Merito della capacità  di amare che hanno frati e animatori parrocchiali. «Non perdiamo occasione per ricordare ai ragazzi che la loro vita è preziosa, anche per questa società  che sembra dimenticarsi di loro. Dio li ama, noi li amiamo, sono parte di questa Chiesa. Cerchiamo insomma di sviluppare l'autostima, il senso di appartenenza e soprattutto i rapporti affettivi. In questo sono fondamentali i volontari. Sono giovani universitari che a fatica si ricavano il tempo per prendersi cura di loro. I più grandi quindi diventano punti di riferimento per i più piccoli. E succede qualcosa di bello: i ragazzi di strada diventano responsabili di altri ragazzi di strada perché qualcuno sta facendo così con loro».

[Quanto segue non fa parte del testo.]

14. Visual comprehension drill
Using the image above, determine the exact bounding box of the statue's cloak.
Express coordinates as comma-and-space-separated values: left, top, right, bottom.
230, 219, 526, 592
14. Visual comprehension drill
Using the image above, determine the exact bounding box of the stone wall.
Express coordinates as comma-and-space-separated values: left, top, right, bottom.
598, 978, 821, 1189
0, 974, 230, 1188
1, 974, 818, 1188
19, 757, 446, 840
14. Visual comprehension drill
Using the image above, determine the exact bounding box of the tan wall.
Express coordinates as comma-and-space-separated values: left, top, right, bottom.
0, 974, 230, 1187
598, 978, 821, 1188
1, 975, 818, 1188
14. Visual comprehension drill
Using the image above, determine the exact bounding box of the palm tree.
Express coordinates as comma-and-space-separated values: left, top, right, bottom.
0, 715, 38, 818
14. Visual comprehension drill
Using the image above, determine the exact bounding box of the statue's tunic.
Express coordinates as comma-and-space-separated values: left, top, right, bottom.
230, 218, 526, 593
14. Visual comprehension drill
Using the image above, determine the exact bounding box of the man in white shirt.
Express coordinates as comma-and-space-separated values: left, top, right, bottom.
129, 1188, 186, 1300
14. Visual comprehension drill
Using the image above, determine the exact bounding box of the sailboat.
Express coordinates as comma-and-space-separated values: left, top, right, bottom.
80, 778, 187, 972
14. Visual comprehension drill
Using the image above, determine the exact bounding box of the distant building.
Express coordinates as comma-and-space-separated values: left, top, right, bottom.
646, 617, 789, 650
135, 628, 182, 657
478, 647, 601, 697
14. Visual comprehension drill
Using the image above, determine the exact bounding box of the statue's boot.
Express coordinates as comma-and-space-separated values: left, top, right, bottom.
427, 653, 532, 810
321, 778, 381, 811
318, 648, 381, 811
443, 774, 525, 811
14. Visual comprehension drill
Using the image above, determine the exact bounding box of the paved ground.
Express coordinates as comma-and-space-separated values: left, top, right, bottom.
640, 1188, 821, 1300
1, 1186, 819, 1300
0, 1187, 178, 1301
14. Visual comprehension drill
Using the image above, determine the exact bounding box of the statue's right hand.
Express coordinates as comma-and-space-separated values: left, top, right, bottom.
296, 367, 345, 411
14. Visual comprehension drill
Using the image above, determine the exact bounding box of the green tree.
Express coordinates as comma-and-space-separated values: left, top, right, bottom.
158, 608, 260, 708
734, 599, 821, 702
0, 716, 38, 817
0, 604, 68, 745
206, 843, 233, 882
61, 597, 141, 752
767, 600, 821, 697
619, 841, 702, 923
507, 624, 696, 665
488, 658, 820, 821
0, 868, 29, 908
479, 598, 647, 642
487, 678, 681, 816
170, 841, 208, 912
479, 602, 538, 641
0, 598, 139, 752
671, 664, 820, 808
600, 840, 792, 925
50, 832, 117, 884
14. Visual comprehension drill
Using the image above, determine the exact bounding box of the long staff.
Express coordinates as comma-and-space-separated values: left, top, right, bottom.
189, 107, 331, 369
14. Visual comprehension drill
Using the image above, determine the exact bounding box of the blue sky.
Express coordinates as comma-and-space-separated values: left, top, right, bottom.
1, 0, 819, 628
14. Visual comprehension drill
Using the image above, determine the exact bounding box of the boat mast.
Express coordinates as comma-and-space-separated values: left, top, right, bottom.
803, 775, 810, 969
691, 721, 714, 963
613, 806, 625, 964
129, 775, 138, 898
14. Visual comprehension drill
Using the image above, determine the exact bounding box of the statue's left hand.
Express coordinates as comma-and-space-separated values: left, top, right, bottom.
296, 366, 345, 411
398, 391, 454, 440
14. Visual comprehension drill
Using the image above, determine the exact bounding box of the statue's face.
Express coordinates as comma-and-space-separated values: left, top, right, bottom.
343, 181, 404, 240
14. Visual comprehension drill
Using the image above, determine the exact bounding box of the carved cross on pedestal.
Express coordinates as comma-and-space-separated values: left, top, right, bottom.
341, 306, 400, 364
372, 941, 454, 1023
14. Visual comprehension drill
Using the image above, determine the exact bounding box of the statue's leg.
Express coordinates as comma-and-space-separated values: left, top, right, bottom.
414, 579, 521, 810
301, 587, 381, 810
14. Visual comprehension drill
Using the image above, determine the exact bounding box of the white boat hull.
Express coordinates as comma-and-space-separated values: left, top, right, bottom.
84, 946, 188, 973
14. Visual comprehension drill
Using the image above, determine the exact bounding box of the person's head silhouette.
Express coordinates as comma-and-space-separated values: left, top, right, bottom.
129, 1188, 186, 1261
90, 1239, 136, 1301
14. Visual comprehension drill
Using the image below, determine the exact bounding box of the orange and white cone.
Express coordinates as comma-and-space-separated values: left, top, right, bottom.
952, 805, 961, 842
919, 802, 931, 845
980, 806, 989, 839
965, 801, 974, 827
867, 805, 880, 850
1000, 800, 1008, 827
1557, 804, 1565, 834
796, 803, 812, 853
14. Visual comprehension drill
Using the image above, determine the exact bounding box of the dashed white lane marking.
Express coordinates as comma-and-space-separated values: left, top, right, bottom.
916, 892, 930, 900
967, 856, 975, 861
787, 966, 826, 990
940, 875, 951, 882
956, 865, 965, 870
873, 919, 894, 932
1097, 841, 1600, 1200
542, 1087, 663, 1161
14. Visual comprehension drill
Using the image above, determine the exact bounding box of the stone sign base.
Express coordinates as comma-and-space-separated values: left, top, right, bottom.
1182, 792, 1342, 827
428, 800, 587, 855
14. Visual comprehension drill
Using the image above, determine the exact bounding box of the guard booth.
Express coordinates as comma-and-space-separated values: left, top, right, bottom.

Appoggio materiale, affettivo ma non solo. I bambini, prostrati dalle difficili condizioni di vita, hanno spesso lacune scolastiche. «Non è facile stare attenti e studiare dopo tante ore di lavoro sulle spalle - chiarisce fra Carlos - . I volontari rispiegano le lezioni e aiutano a fare i compiti. Quando serve, paghiamo un professore per le materie più difficili e organizziamo delle lezioni di recupero al sabato».
Un impegno totale che sgorga dal cuore, quello della parrocchia San Francesco. Un impegno difficile perché i bambini che chiedono assistenza sono ormai più di cento mentre l'estrema povertà  degli abitanti non consente di contare su risorse locali.
Per questo, quando la Caritas antoniana ha ricevuto una richiesta di aiuto, non ha voluto sottrarsi. Già  da due anni, con la generosità  dei lettori, finanzia le attività  del centro parrocchiale. Nel 1999 ha inviato 10 milioni di lire, per l'anno in corso sono previsti altri 15 milioni. Un impegno insolito per la Caritas antoniana, che predilige ai progetti di assistenza quelli di autopromozione. Ma in fondo finanziare la speranza è anche un grande investimento per il futuro.